Al Assad still likes to see himself as the people's hero

Recent concessions have only hardened his belief

Last updated:
2 MIN READ
1.989143-1343605242
EPA
EPA

London There are, it sometimes seems, two presidents of Syria. One Bashar Al Assad has spent the past three weeks systematically shelling two civilian neighbourhoods, with the residents penned in and dying every day.

The other Al Assad presented himself as a model of reason, compromise and dialogue when he met The Sunday Telegraph four months ago, his first interview with a Western journalist since the uprising started last March.

As I wrote at the time, it was clear which President Al Assad was in charge. By then 3,000 civilians, 187 of them children, had already died at his troops' hands. As one of the tiny number of Westerners who has met the president recently, I am asked whether there is any hope for Syria, any prospect of the "reasonable Al Assad" becoming a reality.

With one important caveat, I say no. In a 30-minute interview, I got the impression Al Assad genuinely believed several of the things he was telling me: that he was popular, that the revolt was being stirred from abroad, that he had a real programme of reform.

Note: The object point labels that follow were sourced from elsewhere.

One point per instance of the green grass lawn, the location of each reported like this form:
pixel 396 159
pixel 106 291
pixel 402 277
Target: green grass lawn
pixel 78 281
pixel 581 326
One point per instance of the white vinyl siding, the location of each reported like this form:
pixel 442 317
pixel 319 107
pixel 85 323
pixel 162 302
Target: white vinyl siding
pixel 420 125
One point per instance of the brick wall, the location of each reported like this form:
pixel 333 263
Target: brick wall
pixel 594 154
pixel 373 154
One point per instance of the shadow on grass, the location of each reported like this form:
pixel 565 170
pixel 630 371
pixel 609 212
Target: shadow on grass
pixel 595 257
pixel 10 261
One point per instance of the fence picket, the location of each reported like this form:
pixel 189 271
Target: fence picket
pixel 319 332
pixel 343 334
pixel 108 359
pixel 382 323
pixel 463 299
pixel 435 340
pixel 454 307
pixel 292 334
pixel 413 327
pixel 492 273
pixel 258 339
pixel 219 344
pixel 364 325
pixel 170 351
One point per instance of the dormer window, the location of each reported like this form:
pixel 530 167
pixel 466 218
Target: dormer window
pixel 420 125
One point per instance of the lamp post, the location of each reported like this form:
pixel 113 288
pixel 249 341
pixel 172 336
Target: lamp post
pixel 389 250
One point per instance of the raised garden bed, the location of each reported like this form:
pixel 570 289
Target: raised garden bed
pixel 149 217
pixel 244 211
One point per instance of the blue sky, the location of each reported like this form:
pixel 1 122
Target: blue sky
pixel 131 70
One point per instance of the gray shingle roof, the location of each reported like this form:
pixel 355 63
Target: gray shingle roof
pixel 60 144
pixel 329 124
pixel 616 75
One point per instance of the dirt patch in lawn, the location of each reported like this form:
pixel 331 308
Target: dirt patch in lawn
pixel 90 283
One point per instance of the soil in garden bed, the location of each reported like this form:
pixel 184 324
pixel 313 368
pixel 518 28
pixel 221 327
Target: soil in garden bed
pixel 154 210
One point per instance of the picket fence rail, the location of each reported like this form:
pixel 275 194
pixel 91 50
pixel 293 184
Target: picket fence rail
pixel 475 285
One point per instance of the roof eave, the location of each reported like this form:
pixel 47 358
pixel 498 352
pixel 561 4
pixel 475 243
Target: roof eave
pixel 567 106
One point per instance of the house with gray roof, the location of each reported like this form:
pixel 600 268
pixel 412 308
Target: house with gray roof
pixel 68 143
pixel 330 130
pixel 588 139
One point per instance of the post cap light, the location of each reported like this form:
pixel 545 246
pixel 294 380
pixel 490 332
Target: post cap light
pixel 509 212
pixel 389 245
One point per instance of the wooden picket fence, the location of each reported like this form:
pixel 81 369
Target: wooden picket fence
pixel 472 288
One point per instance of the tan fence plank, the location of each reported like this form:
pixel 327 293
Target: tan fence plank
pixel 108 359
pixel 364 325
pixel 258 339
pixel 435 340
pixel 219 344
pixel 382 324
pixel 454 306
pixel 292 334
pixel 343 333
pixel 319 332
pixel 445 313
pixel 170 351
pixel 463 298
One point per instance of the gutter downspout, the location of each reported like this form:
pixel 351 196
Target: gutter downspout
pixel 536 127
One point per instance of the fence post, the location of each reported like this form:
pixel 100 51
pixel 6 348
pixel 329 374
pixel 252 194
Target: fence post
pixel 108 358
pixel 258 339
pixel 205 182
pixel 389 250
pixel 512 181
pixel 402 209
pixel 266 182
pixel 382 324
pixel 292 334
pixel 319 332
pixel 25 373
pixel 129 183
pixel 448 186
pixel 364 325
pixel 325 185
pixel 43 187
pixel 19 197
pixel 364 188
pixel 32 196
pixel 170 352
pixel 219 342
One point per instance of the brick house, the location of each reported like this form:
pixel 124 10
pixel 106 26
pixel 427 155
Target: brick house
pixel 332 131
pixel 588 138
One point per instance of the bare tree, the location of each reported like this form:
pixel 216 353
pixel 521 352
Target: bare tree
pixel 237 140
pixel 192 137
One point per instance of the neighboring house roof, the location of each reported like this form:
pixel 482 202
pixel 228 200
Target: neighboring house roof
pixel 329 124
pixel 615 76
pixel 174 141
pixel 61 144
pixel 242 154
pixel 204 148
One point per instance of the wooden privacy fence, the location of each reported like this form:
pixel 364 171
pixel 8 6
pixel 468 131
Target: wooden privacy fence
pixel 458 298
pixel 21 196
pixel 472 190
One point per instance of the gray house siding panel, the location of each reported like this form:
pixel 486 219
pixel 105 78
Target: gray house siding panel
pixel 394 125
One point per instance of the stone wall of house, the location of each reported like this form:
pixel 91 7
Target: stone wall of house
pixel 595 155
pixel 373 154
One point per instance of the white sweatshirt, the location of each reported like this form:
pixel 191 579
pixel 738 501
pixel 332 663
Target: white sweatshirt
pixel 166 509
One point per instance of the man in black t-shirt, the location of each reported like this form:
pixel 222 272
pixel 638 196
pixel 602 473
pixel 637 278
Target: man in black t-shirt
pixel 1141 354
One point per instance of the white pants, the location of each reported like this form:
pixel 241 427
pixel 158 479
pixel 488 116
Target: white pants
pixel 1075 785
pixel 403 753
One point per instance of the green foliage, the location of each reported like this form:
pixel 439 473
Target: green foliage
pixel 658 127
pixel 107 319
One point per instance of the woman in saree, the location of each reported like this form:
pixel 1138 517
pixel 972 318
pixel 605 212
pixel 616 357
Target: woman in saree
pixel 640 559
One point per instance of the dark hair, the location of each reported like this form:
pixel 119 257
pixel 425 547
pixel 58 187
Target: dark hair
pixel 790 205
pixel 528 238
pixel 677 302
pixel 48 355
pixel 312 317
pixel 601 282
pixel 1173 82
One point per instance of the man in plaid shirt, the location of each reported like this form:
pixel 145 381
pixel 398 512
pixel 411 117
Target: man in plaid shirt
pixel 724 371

It is, of course, delusional, but not 100 per cent wrong. Al Assad has made a number of political concessions which, if offered a year ago, might have worked: legalising some licensed dissent, allowing some political parties.

Irreversible mistake

When we met, he told me that Article 8 of the Syrian constitution, which says his Baath party must be the ruling one, was non-negotiable. Yet Syrians recently voted in a referendum on the proposal.

The killings have dramatically changed the equation. The constitutional change, which was an early demand of the opposition movement, is now scorned by the protesters, for whom only Al Assad's removal, criminal trial and execution will do.

The other interpretation is that it is a sop designed to give his Russian backers diplomatic cover.

Al Assad appears to be betting that the international community will be unable to help his suffering people.

On that, he may well be right. Not for nothing did he tell me that his country was the Middle East's "fault line" and that "meddling" in it "would create an earthquake another Afghanistan".

Without international help, the Syrian opposition is not yet capable of succeeding on its own. The Syrian National Council, the main external opposition group, has failed to build close enough links with activists inside Syria, and is itself split.

"Al Assad is becoming stronger with our weakness," said Haitham Manna, a prominent Syrian dissident based in Cairo. "If the opposition doesn't unify, the regime will gain strength."

But 19 of the 22 Arab states now shun him.

Al Assad may hope to crush the opposition, but his forces are stretched. Nor can he "do a Hama" without the West effectively being forced to intervene.

The likelihood is that Al Assad's "earthquake" will develop, not through foreign military intervention, but of its own accord. Arab Gulf states are already providing the opposition with more weapons. And the role of Turkey, which has turned sharply against its former ally, will be crucial.

Interestingly, Al Assad has not yet been subject to a Gaddafi-style indictment from the International Criminal Court. This may be a sign that he could still be offered an escape hatch. Otherwise, Syria's future looks dark indeed.